A second is a second. A photon arrives at the retina at the speed of light regardless of the organism that intercepts it. The physical world does not slow down for dragonflies or speed up for sea turtles. But the speed at which different animals process visual information varies by an order of magnitude. A dragonfly detects over 200 flashes per second as distinct events. A human perceives about 60 flashes per second before they blur into continuous light. A deep-sea fish may see 15.
Published in Nature Ecology and Evolution, Haarlem and Healy at Trinity College Dublin and the University of Galway measured critical flicker fusion rates across 237 animal species. The speed of visual processing is predicted by ecological pace of life: flying species perceive time roughly twice as fast as non-flying species. Pursuit predators see faster than ambush predators. Animals in bright environments see faster than those in darkness.

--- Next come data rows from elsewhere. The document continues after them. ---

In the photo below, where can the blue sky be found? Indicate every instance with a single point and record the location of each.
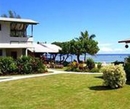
(63, 20)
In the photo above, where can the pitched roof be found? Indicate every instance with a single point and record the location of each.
(28, 21)
(39, 48)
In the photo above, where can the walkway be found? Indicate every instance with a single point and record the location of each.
(52, 72)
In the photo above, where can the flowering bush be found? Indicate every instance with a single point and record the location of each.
(114, 76)
(7, 65)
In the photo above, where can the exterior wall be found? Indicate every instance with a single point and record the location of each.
(5, 32)
(5, 35)
(18, 51)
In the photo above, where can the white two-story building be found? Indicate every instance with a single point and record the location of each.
(16, 36)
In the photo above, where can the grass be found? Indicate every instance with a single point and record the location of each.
(62, 91)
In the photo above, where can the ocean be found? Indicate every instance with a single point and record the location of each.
(107, 58)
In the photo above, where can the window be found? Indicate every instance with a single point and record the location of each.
(18, 30)
(0, 27)
(1, 52)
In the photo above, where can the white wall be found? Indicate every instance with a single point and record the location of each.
(5, 32)
(5, 35)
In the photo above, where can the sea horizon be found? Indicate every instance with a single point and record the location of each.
(101, 57)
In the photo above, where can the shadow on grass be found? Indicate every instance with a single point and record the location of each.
(100, 88)
(100, 77)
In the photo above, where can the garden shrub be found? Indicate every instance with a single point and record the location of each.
(90, 63)
(114, 76)
(24, 65)
(7, 65)
(99, 65)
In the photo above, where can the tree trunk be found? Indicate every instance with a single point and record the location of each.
(78, 58)
(84, 57)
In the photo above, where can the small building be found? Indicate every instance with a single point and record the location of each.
(15, 36)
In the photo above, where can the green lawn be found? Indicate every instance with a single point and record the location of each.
(62, 91)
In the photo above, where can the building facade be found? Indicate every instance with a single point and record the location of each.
(16, 36)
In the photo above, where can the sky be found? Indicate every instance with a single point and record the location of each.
(63, 20)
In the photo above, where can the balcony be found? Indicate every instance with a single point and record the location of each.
(21, 39)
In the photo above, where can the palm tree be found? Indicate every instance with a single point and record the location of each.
(11, 14)
(89, 45)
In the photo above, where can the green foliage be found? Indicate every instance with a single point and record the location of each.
(114, 76)
(90, 63)
(24, 65)
(99, 65)
(78, 46)
(7, 65)
(127, 68)
(27, 65)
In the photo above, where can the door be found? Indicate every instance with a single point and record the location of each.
(14, 54)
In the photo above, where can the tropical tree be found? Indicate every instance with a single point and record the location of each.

The structural insight is about the subjectivity of temporal resolution. The same physical second contains different amounts of visual information for different organisms. A dragonfly experiences a second as roughly three to four times more visually detailed than a human does. Not because the world is different — the photons are the same — but because the sampling rate is different. The dragonfly's nervous system takes more snapshots per unit time, and each snapshot is a moment of experience.
This means there is no single “present moment” in nature. The present is a window whose width depends on the sampling rate of the observer. For a fast-perceiving predator, the present is narrow and information-dense. For a slow-perceiving organism in the deep sea, the present is wide and information-sparse. The same physical event — a prey item moving across the visual field — is a slow, continuous trajectory for the predator and a blurred jump for the prey. Ecology does not just shape what organisms see. It shapes when they see it.